According to the Survey of Income and Program Participation, the number of people who worked at home at least one day per week increased from 9.5 million in 1999 to 13.4 million in 2010, increasing from 7.0 percent to 9.5 percent of all workers. The largest increase occurred between 2005 and 2010, when the share grew from 7.8 percent to 9.5 percent of all workers, an increase of more than 2 million.
The Survey of Income and Program Participation has provided timely information on home-based workers since the mid-1990s and differentiates by those who work exclusively from home (home workers), those who worked only outside of the home (onsite), and those who worked both from home and at a location outside of the home (mixed workers). The survey revealed that median household income was significantly higher for mixed workers at $96,300, compared with $74,000 for home workers and $65,600 for onsite workers.

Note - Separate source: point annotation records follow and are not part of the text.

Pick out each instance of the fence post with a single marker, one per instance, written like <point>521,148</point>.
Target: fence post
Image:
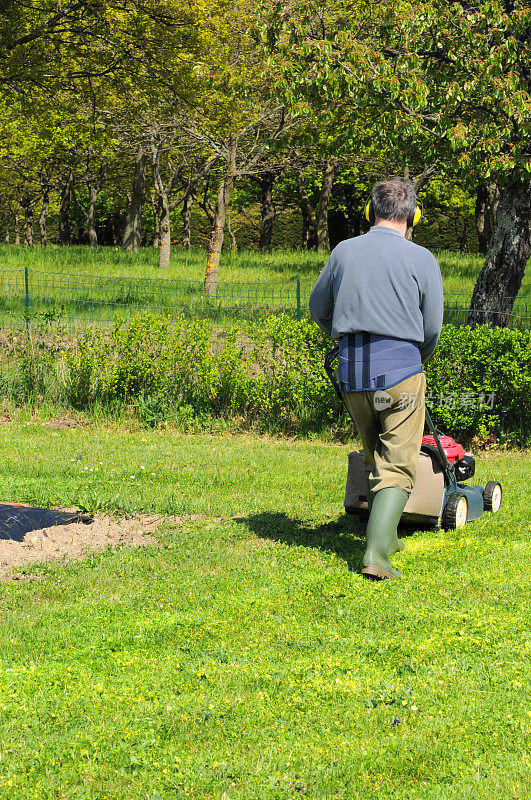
<point>26,284</point>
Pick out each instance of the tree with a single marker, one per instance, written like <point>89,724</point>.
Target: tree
<point>450,80</point>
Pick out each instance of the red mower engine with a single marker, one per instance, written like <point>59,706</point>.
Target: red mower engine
<point>464,465</point>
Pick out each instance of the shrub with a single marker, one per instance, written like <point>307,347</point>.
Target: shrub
<point>268,374</point>
<point>471,364</point>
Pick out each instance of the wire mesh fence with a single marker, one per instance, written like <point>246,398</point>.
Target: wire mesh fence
<point>28,295</point>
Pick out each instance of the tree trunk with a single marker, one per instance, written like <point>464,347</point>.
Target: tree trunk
<point>354,215</point>
<point>487,201</point>
<point>186,214</point>
<point>215,242</point>
<point>155,205</point>
<point>43,218</point>
<point>28,223</point>
<point>323,239</point>
<point>309,235</point>
<point>268,210</point>
<point>94,191</point>
<point>165,234</point>
<point>91,218</point>
<point>132,236</point>
<point>64,208</point>
<point>501,277</point>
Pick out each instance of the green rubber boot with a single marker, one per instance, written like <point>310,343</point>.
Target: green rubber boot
<point>387,507</point>
<point>397,545</point>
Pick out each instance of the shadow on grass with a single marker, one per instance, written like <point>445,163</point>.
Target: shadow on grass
<point>345,537</point>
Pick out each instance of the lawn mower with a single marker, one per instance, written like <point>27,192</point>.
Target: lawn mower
<point>439,499</point>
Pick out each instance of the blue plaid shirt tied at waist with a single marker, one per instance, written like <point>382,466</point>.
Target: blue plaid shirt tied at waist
<point>368,362</point>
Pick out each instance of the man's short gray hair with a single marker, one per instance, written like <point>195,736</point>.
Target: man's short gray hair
<point>394,199</point>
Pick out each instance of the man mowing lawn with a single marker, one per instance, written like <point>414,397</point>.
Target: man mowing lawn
<point>381,297</point>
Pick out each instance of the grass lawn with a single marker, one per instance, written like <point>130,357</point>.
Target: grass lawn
<point>245,658</point>
<point>459,270</point>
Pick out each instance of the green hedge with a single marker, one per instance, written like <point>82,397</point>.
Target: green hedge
<point>268,375</point>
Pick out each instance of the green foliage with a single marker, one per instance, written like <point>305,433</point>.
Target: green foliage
<point>475,363</point>
<point>143,357</point>
<point>267,375</point>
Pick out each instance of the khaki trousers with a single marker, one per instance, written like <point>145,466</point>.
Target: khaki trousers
<point>390,423</point>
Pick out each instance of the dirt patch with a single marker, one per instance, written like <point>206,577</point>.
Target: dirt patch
<point>37,535</point>
<point>64,423</point>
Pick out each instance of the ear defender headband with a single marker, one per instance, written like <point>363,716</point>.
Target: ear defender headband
<point>413,218</point>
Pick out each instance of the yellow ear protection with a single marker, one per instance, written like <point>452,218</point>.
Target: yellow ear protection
<point>412,220</point>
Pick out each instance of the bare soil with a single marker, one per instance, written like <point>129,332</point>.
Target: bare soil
<point>31,536</point>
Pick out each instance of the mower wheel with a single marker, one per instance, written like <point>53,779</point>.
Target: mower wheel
<point>455,512</point>
<point>492,496</point>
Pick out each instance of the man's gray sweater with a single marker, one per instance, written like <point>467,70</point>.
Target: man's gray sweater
<point>383,284</point>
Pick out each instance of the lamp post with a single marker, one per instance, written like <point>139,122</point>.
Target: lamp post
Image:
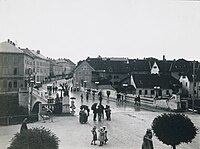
<point>30,96</point>
<point>156,88</point>
<point>96,84</point>
<point>85,83</point>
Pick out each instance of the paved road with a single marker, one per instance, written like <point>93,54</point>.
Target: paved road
<point>125,130</point>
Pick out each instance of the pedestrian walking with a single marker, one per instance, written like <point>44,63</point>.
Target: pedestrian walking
<point>94,135</point>
<point>81,97</point>
<point>147,140</point>
<point>105,135</point>
<point>101,136</point>
<point>94,109</point>
<point>108,113</point>
<point>24,126</point>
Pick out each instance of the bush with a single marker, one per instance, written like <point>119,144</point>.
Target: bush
<point>35,138</point>
<point>174,129</point>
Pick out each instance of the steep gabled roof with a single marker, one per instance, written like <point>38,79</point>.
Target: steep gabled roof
<point>38,55</point>
<point>181,65</point>
<point>28,52</point>
<point>7,47</point>
<point>150,81</point>
<point>139,65</point>
<point>109,66</point>
<point>163,65</point>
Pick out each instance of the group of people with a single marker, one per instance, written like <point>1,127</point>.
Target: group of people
<point>98,110</point>
<point>102,136</point>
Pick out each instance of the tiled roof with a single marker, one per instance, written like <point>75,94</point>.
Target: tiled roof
<point>139,65</point>
<point>110,66</point>
<point>181,65</point>
<point>163,65</point>
<point>6,47</point>
<point>38,55</point>
<point>150,81</point>
<point>28,52</point>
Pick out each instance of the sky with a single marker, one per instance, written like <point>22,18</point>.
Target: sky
<point>77,29</point>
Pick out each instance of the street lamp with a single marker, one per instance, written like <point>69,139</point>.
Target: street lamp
<point>96,84</point>
<point>30,96</point>
<point>156,88</point>
<point>85,83</point>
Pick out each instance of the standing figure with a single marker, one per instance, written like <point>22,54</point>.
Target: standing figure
<point>87,96</point>
<point>24,126</point>
<point>108,113</point>
<point>147,140</point>
<point>101,136</point>
<point>94,135</point>
<point>81,97</point>
<point>94,109</point>
<point>105,135</point>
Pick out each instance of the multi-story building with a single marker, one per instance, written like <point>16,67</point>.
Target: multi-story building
<point>67,65</point>
<point>56,70</point>
<point>41,67</point>
<point>13,67</point>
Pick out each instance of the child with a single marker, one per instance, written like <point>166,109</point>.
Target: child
<point>94,134</point>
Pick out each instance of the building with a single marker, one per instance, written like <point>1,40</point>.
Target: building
<point>13,64</point>
<point>41,67</point>
<point>67,65</point>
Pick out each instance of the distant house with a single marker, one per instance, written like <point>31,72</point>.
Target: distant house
<point>100,71</point>
<point>148,84</point>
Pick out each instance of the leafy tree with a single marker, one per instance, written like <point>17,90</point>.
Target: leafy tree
<point>174,129</point>
<point>35,138</point>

According to the American Community Survey, 5.8 million or 4.3 percent of the U.S. workforce worked the majority of the week at home in 2010. This is an increase of about 1.6 million since 2000. Because of its sample size and timeliness, with data collected from about 3 million households annually, the American Community Survey provides both reliable subnational estimates and detailed information about the class of worker, industry and occupation of home-based workers.
Estimates from the 2010 American Community Survey indicate that the Boulder, Colo., metropolitan area had among the highest percent of workers who worked from home most of the week with 10.9 percent, followed by Medford, Ore., with 8.4, Santa Fe, N.M., with 8.3, Kingston, N.Y. with 8.1; and Santa Rosa-Petaluma, Calif., with 7.9.
Detailed class of worker information from the American Community Survey suggested that although nearly half of home-based workers were self-employed, government workers saw the largest increase in home-based work over the last decade. Home-based workers increased by 133 percent among state government workers and 88 percent among federal government workers. There was a 67 percent increase in home-based work for employees of private companies.
“As communication and information technologies advance, we are seeing that workers are increasingly able to perform work at home,” said Peter Mateyka, an analyst in the Census Bureau's Journey-to-Work and Migration Statistics Branch and one of the authors of the report. “These changes in work patterns have both economic and social implications. Researchers and policymakers, including those in the fields of technology, transportation, employment, planning and housing, will find this report helpful in future transportation and community planning as well as technological trends.”
Later this fall, the Census Bureau will release additional briefs and reports from the American Community Survey about workers, where they work and how long it takes to get there.